Semakin besar ambisi yang anda miliki maka semakin
besar pula tantangan yang harus anda hadapi dan atasi, begitupula dengan hasil
akhir serta masalah yang mungkin akan anda ciptakan. Ada sinkronisasi diantara
bagian-bagian tadi, dengan kunci terletak pada bagian tengah tadi, bagaimana
itu dihadapi dan diatasi. Film ini sangat besar pada ambisi, namun sayangnya
hal tersebut tidak tampil sama persis di bagian lainnya. Clouds of Sils Maria: a disjointed character study about insecurity.
For your consideration, in best supporting actress category, Kristen Stewart.
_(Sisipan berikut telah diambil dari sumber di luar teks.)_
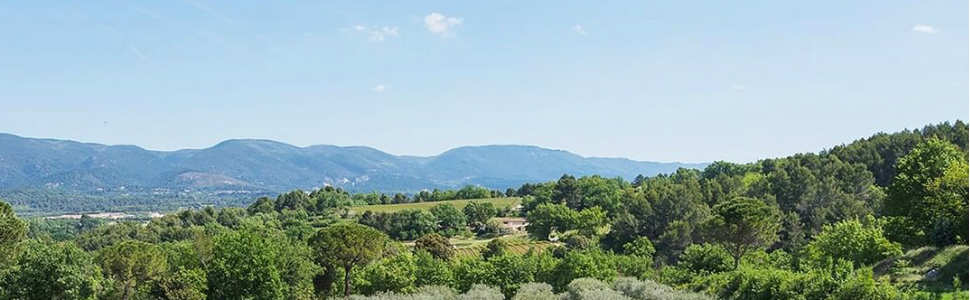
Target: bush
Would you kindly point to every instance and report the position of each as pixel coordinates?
(435, 244)
(649, 290)
(577, 287)
(482, 292)
(851, 240)
(535, 291)
(863, 286)
(705, 258)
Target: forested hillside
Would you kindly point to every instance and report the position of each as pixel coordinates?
(880, 218)
(48, 176)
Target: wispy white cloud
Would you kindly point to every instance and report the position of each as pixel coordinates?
(441, 25)
(222, 42)
(579, 29)
(923, 28)
(198, 5)
(120, 37)
(374, 34)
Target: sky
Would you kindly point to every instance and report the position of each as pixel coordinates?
(689, 81)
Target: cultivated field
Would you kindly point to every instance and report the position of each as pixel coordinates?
(498, 202)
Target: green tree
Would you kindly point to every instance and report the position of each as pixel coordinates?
(52, 271)
(132, 264)
(495, 247)
(930, 188)
(861, 243)
(244, 266)
(12, 231)
(348, 245)
(451, 221)
(478, 213)
(742, 225)
(391, 274)
(705, 258)
(410, 224)
(641, 247)
(262, 205)
(435, 244)
(548, 218)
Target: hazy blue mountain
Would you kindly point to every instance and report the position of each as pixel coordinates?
(270, 166)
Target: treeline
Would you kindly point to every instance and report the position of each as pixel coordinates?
(808, 226)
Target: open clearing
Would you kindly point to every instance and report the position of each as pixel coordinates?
(498, 202)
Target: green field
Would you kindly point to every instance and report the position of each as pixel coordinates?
(914, 267)
(516, 244)
(498, 202)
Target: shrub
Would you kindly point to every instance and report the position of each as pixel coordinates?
(851, 240)
(705, 258)
(649, 290)
(535, 291)
(577, 287)
(435, 244)
(482, 292)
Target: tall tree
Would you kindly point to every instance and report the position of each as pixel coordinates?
(12, 230)
(478, 213)
(451, 221)
(348, 245)
(742, 225)
(930, 191)
(244, 266)
(132, 264)
(52, 271)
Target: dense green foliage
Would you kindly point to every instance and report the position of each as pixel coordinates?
(806, 227)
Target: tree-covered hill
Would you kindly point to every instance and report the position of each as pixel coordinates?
(68, 169)
(811, 226)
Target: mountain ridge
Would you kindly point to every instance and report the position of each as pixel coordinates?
(263, 165)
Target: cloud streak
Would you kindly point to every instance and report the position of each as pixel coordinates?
(579, 29)
(374, 34)
(441, 25)
(923, 28)
(120, 37)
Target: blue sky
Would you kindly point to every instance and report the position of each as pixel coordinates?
(665, 81)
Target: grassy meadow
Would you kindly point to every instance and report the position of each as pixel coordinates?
(460, 204)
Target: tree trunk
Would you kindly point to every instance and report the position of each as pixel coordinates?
(347, 281)
(124, 294)
(323, 283)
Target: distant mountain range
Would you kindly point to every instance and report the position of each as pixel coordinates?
(265, 166)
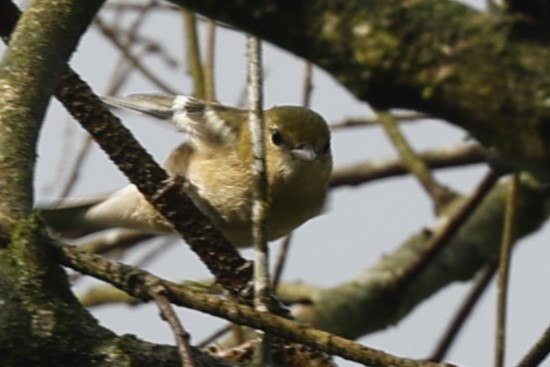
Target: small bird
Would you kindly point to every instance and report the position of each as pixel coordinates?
(215, 162)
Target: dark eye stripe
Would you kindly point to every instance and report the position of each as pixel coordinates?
(277, 137)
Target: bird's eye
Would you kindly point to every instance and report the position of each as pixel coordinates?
(325, 147)
(277, 137)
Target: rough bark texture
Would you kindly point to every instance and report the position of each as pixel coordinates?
(477, 71)
(473, 69)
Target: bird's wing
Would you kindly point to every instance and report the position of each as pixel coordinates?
(206, 123)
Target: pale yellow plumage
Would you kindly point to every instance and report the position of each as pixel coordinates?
(216, 163)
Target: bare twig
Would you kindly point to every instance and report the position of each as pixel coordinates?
(463, 313)
(508, 237)
(376, 169)
(210, 87)
(194, 62)
(444, 234)
(157, 293)
(308, 84)
(111, 35)
(134, 281)
(439, 193)
(375, 121)
(281, 260)
(262, 291)
(539, 351)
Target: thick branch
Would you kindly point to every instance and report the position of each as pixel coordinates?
(434, 56)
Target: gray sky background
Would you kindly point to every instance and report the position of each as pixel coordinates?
(359, 226)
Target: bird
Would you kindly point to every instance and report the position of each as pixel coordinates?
(215, 161)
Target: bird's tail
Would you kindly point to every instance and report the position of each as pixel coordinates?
(69, 221)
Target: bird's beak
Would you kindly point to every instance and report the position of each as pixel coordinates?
(305, 152)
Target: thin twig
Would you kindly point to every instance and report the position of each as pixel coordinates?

Seorang aktris bernama Maria Enders (Juliette Binoche) sedang berada didalam kereta api
yang bergerak membawanya menuju Swiss, tempat dimana ia akan menerima sebuah
penghargaan, namun ketika belum sampai di tujuan melalui asistennya yang
bernama Valentine (Kristen Stewart),
Maria justru menerima sebuah berita dukacita yang langsung membuat emosi Maria
yang tadinya stabil mulai terguncang. Wilhelm
Melchior, penulis dan sutradara sebuah drama panggung berjudul Maloja Snake yang sukses membawa karir
akting Maria melesat pesat telah meninggal dunia, dan berita tersebut semakin
memperkeruh pikiran Maria yang kala itu sedang menghadapi masalah lainnya.
Ternyata masalah tidak berhenti sampai disana dimana
Maria di undang untuk kembali tampil dalam Maloja
Snake versi terbaru. Tentu bukan sesuatu yang sulit jika menilik pekerjaan
tersebut pernah ia lakukan sebelumnya, tapi yang menciptakan sebuah dilemma
besar adalah peran yang Maria kini dapatkan. Dahulu ia memainkan Sigrid,
seorang wanita muda kuat yang penuh gairah dan memikat, namun kini ia harus
memainkan karakter Helena, seorang
boss yang pada akhirnya melakukan aksi bunuh diri karena Sigrid, dan refleksi antara dua karakter itu semakin mengganggu
Maria ketika ia melihat pemeran baru Sigrid, Jo-Ann Ellis (Chloë Grace Moretz).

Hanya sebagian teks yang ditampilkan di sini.